Lucky Come Hawaii by Jon Shirota
"Lucky Come Hawaii" by Jon Shirota presents the story of Kama Gusada, an aging Okinawan-American pig farmer who reacts to the news of the Pearl Harbor attack with misguided optimism, believing that Japanese forces will liberate Hawaii. This perspective leads him to brew sake and display the Japanese flag, creating tension within his family, who fear a return to strict Japanese traditions. The novel explores the complexities of identity as Kama's children navigate their aspirations and conflicts amid the backdrop of war: Ichiro is in Japan, Niro studies dentistry in Hawaii, Saburo becomes engrossed in gambling, and Kimiko falls in love with a Hawaiian soldier. As Kama's pro-Japanese fervor fades under the strain of family dynamics and personal health crises, the narrative examines the moral ambiguities of war and the challenges faced by Japanese Americans during this tumultuous period. The story ends with Niro grappling with his role as a military translator, questioning the societal hatred that emerged post-Pearl Harbor and hinting at a hopeful return to the Aloha spirit. Shirota's novel is recognized as a significant work in Japanese American literature, shedding light on a unique cultural perspective during a pivotal moment in U.S. history.

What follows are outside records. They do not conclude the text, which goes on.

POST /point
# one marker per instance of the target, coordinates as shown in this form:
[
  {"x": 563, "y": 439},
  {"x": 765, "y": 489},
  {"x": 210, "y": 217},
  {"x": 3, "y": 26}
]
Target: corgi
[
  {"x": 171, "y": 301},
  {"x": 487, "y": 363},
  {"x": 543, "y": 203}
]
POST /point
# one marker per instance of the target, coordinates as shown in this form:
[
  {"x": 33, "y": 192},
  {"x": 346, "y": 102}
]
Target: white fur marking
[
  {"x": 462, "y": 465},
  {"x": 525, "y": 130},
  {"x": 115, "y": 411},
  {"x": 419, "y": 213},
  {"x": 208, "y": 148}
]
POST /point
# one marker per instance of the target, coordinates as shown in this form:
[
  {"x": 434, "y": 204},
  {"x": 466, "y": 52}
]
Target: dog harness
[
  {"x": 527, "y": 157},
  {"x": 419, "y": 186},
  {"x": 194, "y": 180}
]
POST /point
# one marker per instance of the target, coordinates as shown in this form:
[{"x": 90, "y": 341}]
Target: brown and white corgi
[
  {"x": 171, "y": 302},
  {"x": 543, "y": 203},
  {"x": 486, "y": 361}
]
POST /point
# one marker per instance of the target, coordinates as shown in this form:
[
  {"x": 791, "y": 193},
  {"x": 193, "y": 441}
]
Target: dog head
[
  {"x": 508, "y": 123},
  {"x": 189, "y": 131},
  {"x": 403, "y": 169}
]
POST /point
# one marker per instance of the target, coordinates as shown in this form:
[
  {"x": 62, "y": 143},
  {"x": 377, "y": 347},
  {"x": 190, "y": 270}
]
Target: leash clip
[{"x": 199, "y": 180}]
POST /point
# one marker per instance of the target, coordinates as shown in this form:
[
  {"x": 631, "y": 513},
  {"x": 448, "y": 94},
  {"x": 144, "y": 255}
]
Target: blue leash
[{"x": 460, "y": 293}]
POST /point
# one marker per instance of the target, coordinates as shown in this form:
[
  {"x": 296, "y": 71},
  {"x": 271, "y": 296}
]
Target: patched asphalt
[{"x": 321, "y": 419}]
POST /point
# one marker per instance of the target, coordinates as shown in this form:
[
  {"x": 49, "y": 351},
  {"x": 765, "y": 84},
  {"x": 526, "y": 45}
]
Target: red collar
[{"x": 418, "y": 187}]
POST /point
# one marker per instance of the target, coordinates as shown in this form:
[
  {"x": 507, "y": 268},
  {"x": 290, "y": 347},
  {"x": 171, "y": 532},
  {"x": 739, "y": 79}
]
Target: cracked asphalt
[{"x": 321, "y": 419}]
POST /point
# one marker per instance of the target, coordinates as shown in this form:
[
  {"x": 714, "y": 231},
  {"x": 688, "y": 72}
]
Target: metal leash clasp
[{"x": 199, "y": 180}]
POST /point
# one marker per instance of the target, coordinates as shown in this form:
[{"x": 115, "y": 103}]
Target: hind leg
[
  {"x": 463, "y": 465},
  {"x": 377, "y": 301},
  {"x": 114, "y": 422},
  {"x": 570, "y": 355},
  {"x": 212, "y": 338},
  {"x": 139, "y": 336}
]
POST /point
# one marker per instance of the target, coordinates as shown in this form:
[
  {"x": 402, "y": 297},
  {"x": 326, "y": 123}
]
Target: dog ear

Lucky Come Hawaii by Jon Shirota
Published 1965
Author Jon Shirota
A darkly comic rendering of the story of an Okinawan family in Maui caught between a compelling loyalty to Japan and an appreciation for the opportunities offered by the United States.
Key Figures
- Jon Shirota (1928- ), author
The Work
Lucky Come Hawaii is the story of Kama Gusada, a lovable, aging drunkard and pig farmer born in the United States but raised an Okinawan to whom the news of Japanese planes attacking Pearl Harbor is almost too good to be true. Convinced that the Japanese will easily overrun the island and defeat the Americans, Kama brews sake and paints the Rising Sun (the Japanese flag) on the roof of his home to welcome the triumphant arrival of the Japanese army. For his children, however, the incursion of the Buddhaheads (Japanese) into their lives is a disaster, foreboding a return of rigid Japanese customs. To complicate matters, Kama’s first-born son, Ichiro, is in Japan, having only recently graduated with honors never before bestowed on a nisei (second-generation Japanese American), while his second son, Niro, is at the University of Hawaii studying to be a dentist. In the meantime, his third son, Saburo, who spends most of his time fantasizing about his American high school English teacher, slips into compulsive gambling, and his daughter, Kimiko, falls in love with a Hawaiian, who enlists in the U.S. Army, very much against the wishes of Kimiko’s traditional parents. His pro-Japanese patriotic ardor dimming under such strain, Kama dreams of Ichiro and Niro meeting on the field of war, suffers a heart attack, and dies. As the novel concludes, Niro has joined the U.S. military, where he is pressed to serve as translator for the military police who terrorize Japanese Americans who fail to comply with rules of martial law. Complicitous in the racist brutalization of other Japanese immigrants, Niro is left to wonder if the distrust, hatred, and intolerance unleashed on December 7 (Pearl Harbor day) can ever be curbed, a question answered by a propitious Hawaiian rainbow that promises the return of the prewar Aloha spirit that once welcomed everyone to the islands.
Impact
Lucky Come Hawaii was among the first Japanese American novels to experience critical acclaim in the United States. The book captures a tragic and poignant period in U.S. history from an unusual perspective, looking at the nation’s war with Japan through the eyes of immigrants from Okinawa. In this way, Shirota’s work reflects not only a canonical shift in values concerning ethnic literature but also an evolving American view of war and patriotism. Through the Vietnam experience in the 1960’s, Americans, like Kama Gusada, began to recognize the moral ambiguities of modern warfare. War was no longer a matter of right versus wrong, good versus evil, civilization versus barbarianism, or, perhaps, as Shirota reveals, it never had been. It is, instead, cruelly indiscriminate, culturally complex, and darkly absurd.
Related Work
Shirota’s Pineapple White (1972) explores the life of a Japanese American gardener who leaves his Waipahu plantation and journeys to Los Angeles to experience a bewildering medley of adventures.
Additional Information
Okage Sama De: The Japanese in Hawai’i, 1885-1985 (1987), by Dorothy Ochiai Hazanna and Jane Okamoto Komeiji, provides additional information on the subject of Shirota’s book, and Dennis Kawaharada’s The Rhetoric of Identity in Japanese American Writings, 1948-1988 (1988), gives details on Shirota and his works.